Located at the crown of the Citadel, the office of Dr. Breena looks at City 17 from an almost bird's eye view, so one gets the impression that a good doctor watches the city like Zeus watches ordinary mortals from the top of Olympus. It is a large area, but mostly empty. The walls are bare, as is the floor, except for a pair of oriental rugs leading to a raised pedestal on which rests his desk, decorated in detail, and a comfortable leather chair. Behind the desk, a few meters above also, there is a communication system and a screen through which Dr. Breen takes his orders.

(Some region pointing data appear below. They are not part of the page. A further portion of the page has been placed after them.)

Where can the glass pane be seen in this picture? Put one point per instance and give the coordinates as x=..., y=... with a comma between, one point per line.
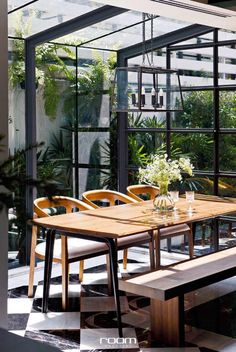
x=227, y=65
x=204, y=184
x=147, y=120
x=227, y=109
x=16, y=135
x=14, y=4
x=198, y=111
x=195, y=66
x=142, y=144
x=55, y=113
x=92, y=178
x=110, y=39
x=227, y=150
x=225, y=35
x=94, y=148
x=44, y=14
x=227, y=187
x=94, y=73
x=199, y=147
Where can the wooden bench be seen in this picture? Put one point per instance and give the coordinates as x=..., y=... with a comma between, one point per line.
x=166, y=288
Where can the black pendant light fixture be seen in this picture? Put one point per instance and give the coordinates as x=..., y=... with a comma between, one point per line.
x=146, y=87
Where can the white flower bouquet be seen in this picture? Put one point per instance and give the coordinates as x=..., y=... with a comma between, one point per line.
x=160, y=169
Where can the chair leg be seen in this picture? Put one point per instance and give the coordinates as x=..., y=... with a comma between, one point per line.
x=190, y=242
x=151, y=252
x=109, y=279
x=168, y=244
x=65, y=273
x=32, y=261
x=125, y=258
x=81, y=270
x=157, y=240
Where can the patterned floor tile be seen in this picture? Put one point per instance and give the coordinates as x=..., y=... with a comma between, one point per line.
x=91, y=315
x=54, y=321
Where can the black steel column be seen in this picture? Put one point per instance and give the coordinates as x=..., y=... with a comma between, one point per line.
x=75, y=152
x=216, y=111
x=3, y=156
x=30, y=135
x=122, y=153
x=168, y=113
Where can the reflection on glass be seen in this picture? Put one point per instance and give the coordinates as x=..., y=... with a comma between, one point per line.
x=190, y=198
x=175, y=197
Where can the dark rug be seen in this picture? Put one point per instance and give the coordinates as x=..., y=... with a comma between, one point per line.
x=218, y=316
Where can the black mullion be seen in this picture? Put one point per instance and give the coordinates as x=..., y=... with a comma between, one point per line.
x=76, y=134
x=216, y=112
x=168, y=114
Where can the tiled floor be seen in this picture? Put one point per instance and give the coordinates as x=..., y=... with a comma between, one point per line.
x=90, y=323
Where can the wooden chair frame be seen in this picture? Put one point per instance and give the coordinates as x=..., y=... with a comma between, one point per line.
x=69, y=204
x=112, y=197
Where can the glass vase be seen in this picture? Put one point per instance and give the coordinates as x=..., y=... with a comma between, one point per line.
x=163, y=202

Approaching the table, the statement of power is clear - at the bottom is a praying man, above him is a good doctor, and above him are his alien leaders. The structure and arrangement of the mode are clear even without a single spoken word by one of the characters in the game.

Of course, only a few examples of Valve's use of the environment in the interpretation of narratives are given. Half-Life 2 and its two expansions, Episodes 1 and 2, are full of this way of presenting the story. However, in the main game this method stands out more as though the better part of the game the main character travels without company, while in Episodes 1 and 2, we have a companion who was too much of a trump card for Valve to miss the opportunity for a little more exposure through "dialogue". between companions. Although not without flaws, this method of presenting the story is uniquely suitable for games, as it allows the player to scratch below the surface of the event, going at their speed, without interfering with the pace of gameplay.